Chavez aux Farc: libérez tous les otages, la guérilla plus d'actualité

AFP - Lundi 9 juin, 07h28

CARACAS (AFP) - Le président vénézuélien Hugo Chavez a demandé dimanche au nouveau dirigeant des Farc, Alfonso Cano, de libérer sans conditions tous les otages, tout en déclarant qu'un mouvement guérillero armé n'était plus d'actualité en Amérique latine.

"Je crois que le moment est venu pour les Farc (Forces armées révolutionnaires de Colombie) de libérer tous les (otages) qu'elles retiennent dans la montagne sans rien en échange. Ce serait un grand geste humanitaire" a déclaré M. Chavez durant son programme radio-télévisé dominical "Allo Président".

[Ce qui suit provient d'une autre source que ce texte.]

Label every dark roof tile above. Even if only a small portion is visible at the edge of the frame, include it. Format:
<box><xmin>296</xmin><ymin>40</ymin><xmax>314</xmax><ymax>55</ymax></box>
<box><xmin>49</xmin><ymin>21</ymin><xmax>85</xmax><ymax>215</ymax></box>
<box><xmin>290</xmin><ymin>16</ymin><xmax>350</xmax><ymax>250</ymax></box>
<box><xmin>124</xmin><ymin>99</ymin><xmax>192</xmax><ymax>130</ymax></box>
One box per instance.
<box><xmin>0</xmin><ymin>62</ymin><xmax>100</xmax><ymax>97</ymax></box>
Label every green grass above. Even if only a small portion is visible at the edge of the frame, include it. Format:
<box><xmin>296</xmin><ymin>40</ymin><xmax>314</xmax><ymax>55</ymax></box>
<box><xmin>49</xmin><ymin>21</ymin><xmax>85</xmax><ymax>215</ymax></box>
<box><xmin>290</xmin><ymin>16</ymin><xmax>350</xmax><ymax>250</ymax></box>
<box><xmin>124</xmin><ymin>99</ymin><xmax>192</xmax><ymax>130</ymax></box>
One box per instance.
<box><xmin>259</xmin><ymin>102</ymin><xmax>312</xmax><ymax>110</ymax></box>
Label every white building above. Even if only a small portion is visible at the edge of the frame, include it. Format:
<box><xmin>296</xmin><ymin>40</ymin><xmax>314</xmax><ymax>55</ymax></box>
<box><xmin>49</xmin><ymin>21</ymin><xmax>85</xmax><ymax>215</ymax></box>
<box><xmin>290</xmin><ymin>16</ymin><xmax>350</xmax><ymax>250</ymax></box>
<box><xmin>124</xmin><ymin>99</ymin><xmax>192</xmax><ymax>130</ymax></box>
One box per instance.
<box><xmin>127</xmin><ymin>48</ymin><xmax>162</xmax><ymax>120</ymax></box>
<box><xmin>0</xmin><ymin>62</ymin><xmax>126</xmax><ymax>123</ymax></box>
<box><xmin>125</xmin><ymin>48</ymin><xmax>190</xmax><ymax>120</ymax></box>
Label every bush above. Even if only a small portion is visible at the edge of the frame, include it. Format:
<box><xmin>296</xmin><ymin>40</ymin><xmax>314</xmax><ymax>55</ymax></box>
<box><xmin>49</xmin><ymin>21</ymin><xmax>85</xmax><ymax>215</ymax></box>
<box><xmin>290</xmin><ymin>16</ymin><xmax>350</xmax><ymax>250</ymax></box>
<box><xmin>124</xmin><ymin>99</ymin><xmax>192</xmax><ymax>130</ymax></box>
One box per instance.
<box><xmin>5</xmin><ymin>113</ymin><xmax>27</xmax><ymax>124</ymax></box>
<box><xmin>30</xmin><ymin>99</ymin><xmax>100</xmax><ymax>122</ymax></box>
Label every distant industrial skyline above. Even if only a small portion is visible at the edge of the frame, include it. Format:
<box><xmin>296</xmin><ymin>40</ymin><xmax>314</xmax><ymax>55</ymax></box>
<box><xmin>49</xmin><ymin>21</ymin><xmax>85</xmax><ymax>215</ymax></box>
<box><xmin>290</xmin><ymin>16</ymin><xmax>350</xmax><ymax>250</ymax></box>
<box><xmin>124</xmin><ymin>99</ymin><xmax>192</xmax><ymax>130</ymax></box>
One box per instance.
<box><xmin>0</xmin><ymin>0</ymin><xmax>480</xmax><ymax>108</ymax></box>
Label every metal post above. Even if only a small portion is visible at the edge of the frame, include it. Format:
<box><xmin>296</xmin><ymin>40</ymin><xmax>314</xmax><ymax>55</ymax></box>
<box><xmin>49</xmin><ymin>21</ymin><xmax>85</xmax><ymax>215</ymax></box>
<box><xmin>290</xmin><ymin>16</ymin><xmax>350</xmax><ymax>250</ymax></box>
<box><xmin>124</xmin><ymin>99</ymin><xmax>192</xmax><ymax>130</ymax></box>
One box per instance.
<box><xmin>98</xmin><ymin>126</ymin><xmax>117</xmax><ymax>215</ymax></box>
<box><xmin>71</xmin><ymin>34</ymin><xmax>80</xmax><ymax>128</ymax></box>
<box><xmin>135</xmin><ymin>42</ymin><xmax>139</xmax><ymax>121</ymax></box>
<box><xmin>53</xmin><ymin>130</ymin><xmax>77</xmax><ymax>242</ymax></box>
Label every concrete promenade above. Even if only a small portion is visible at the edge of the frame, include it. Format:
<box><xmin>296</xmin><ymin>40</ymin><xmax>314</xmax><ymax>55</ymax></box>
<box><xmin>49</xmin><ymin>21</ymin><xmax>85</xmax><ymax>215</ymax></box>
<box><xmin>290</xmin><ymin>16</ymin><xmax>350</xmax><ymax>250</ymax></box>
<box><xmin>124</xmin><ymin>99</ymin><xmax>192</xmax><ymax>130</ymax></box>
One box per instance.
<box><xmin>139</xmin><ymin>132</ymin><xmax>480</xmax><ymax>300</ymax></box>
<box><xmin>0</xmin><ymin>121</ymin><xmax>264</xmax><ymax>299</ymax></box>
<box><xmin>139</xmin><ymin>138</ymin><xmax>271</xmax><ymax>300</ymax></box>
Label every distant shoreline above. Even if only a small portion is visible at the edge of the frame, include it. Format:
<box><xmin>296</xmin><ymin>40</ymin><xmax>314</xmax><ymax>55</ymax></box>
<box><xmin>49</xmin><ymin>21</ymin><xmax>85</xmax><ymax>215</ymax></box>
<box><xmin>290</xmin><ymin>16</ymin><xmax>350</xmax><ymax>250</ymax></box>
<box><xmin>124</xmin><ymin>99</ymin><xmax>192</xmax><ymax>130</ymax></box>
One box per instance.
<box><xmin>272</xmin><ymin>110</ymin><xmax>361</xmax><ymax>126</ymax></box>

"En Amérique latine, un mouvement guérillero armé n'est pas actuellement à l'ordre du jour, et cela il faut le dire aux Farc", a poursuivi le chef de l'Etat vénézuélien.

M. Chavez avait demandé en début d'année le retrait des Farc de la liste des organisations terroristes, considérant que les rebelles devaient être reconnus comme "des forces insurgées".

C'est la première fois que le président vénézuélien adresse un message à Alfonso Cano depuis que sa désignation à la tête des Farc a été annoncée fin mai.

"Je dis à Cano: allez, libérez tous ces gens, puis, avec un groupe de pays" démarrons les négociations sur un accord de paix, a insisté Hugo Chavez.

"C'est ce que je voulais dire à (Manuel) Marulanda", a ajouté le dirigeant vénézuélien, qui a regretté de ne pas avoir obtenu l'accord de la Colombie pour rencontrer l'ancien numéro un des Farc, le leader historique surnommé Tirofijo, décédé fin mars.

"Le contexte dans lequel se trouve l'Amérique latine et même le contexte des Etats-Unis semble créer des conditions favorables à un processus de paix" en Colombie, ajoute le dirigeant vénézuélien.

Pour Hugo Chavez, la lutte armée des rebelles est devenue un prétexte à l'interventionnisme américain en Amérique latine.

"Vous êtes devenus une excuse, une excuse pour l'empire (américain) pour nous menacer tous, vous êtes l'excuse parfaite", a-t-il déclaré à l'adresse des Farc.

"Le jour où on fera la paix en Colombie, cela en sera fini de l'excuse de l'empire du terrorisme, comme (les Américains) le disent", a estimé M. Chavez.

Le ministre colombien de l'intérieur et de la justice, Carlos Holguin, s'est déclaré dimanche "surpris" par l'appel lancé par le président vénézuélien Hugo Chavez.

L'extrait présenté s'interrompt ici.